我正在使用 python 3.3.3 和 pyqt5 编写程序.我已经连接了许多信号和插槽，没有问题.这导致了一个问题.我的代码如下:

I am writing a program with python 3.3.3 and pyqt5. I have connected many signals and slots with no problem. This one is causing a problem. My code follows:

   def populateVendorAndModelComboBoxes(self, vendorComboBox, modelComboBox):
    dictVendors = {}
    #for rclass in sorted(list(directory.DRV_TO_RADIO.values())):
    for rclass in list(directory.DRV_TO_RADIO.values()):
        if not issubclass(rclass, chirp_common.CloneModeRadio) and 
                not issubclass(rclass, chirp_common.LiveRadio):
            continue

        if not rclass.VENDOR in dictVendors:
            dictVendors[rclass.VENDOR] = []

        dictVendors[rclass.VENDOR].append(rclass)

    vendorComboBox.addItems(sorted(list(dictVendors)))

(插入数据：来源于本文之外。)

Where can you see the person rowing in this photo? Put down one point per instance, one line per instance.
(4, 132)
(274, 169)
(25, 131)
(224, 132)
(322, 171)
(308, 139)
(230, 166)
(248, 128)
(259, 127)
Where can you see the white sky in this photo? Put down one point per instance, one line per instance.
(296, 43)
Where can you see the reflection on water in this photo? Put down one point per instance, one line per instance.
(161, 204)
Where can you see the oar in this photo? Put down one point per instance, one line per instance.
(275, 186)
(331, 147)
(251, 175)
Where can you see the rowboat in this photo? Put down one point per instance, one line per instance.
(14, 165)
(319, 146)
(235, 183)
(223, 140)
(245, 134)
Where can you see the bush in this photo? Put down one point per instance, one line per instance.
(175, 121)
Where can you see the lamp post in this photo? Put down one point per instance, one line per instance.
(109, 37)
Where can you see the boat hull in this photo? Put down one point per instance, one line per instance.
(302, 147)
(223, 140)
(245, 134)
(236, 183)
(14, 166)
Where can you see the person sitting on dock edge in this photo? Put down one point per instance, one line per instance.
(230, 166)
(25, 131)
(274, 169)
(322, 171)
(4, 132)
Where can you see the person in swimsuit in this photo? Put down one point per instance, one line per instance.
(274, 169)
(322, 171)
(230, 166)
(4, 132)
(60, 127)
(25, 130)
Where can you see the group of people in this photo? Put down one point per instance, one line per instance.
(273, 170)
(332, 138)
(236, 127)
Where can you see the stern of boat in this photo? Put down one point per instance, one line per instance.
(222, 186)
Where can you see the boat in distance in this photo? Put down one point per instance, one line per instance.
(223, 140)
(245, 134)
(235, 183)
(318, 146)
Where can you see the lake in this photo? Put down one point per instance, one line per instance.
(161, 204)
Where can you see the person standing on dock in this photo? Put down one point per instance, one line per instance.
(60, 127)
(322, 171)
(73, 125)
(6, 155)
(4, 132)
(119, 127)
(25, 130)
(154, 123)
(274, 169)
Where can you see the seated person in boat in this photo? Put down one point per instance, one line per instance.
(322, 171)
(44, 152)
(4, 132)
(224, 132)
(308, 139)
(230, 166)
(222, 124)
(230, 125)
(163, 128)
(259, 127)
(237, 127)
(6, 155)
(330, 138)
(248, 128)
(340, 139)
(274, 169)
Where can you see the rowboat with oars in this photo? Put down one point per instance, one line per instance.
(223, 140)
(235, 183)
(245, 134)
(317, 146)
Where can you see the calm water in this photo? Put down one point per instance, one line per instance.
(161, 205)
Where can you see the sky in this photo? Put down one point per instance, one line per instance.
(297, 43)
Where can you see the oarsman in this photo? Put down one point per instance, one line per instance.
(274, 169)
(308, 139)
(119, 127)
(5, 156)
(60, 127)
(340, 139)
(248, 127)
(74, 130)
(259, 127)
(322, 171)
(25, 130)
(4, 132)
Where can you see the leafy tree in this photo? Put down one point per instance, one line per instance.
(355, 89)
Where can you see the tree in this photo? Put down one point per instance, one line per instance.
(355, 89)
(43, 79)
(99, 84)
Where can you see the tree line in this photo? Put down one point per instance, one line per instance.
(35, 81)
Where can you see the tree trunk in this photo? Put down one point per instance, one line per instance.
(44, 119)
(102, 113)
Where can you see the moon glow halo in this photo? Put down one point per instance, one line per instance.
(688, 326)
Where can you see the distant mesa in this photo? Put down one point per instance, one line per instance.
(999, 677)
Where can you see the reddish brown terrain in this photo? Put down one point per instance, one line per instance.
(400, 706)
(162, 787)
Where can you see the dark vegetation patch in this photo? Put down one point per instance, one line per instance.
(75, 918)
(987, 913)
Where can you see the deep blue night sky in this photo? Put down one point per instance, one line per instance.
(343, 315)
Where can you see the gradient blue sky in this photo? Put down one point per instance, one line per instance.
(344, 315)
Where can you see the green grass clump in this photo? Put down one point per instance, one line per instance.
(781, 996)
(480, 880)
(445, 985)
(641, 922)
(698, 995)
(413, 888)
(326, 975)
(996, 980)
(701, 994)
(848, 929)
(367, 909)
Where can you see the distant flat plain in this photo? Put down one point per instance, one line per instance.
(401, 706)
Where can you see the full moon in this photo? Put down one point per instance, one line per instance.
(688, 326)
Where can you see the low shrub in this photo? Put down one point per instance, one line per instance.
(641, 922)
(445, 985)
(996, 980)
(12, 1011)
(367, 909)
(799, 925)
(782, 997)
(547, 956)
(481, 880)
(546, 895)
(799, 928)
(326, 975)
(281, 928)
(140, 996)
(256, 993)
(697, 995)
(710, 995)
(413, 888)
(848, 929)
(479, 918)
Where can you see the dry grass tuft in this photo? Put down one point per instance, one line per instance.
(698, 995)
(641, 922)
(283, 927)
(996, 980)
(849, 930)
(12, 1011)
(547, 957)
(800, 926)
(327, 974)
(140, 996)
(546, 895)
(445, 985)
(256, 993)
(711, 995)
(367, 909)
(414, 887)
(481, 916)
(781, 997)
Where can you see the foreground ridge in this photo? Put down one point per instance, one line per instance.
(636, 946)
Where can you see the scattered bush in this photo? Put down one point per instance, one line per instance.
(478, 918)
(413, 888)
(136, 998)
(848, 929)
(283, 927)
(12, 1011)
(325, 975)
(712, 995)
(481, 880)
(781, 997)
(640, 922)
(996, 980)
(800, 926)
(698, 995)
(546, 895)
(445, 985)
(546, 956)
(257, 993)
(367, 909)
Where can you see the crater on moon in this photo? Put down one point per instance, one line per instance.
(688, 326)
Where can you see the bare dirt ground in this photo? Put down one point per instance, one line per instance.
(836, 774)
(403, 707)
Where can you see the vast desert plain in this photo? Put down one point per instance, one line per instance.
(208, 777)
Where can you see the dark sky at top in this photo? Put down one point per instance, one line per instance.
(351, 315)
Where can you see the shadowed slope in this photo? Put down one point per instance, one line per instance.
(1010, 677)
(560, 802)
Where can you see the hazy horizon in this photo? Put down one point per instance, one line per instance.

    def _vendorChanged(vendorCBox, vendorsDict, modelCBox):

        modelsList = vendorsDict[vendorCBox.currentText()]

        added_models = []

        modelCBox.clear()
        for rclass in modelsList:
            if rclass.MODEL not in added_models:
                added_models.append(rclass.MODEL)
        print("adding to modelCB")
        modelCBox.addItems(sorted(added_models))
        print("Done adding to modelCB")

    vendorComboBox.currentTextChanged.connect(_vendorChanged(vendorComboBox, dictVendors, modelComboBox))
    _vendorChanged(vendorComboBox, dictVendors, modelComboBox)

此代码使用供应商和模型填充组合框.供应商组合框在启动时填充.模型组合框填充了每个供应商的不同数据.每次用户选择不同的供应商时，必须使用不同的列表更新模型组合框.

This code populates comboboxes with vendors and models. The vendor combobox is populated at startup. The model combobox is filled with different data for each vendor. Every time the user picks a different vendor, the model combobox must be updated with a different list.

应该发生什么:

当调用方法 populateVendorAndModelComboBoxes 时，程序的第一部分将供应商列表放入供应商组合框中.然后将在 currentTextChanged 信号和 _vendorChanged 插槽之间建立连接.然后应该首先调用 _vendorChanged 函数来设置模型组合框.从那时起，每当用户选择新的供应商时，都应该调用 _vendorChanged 函数.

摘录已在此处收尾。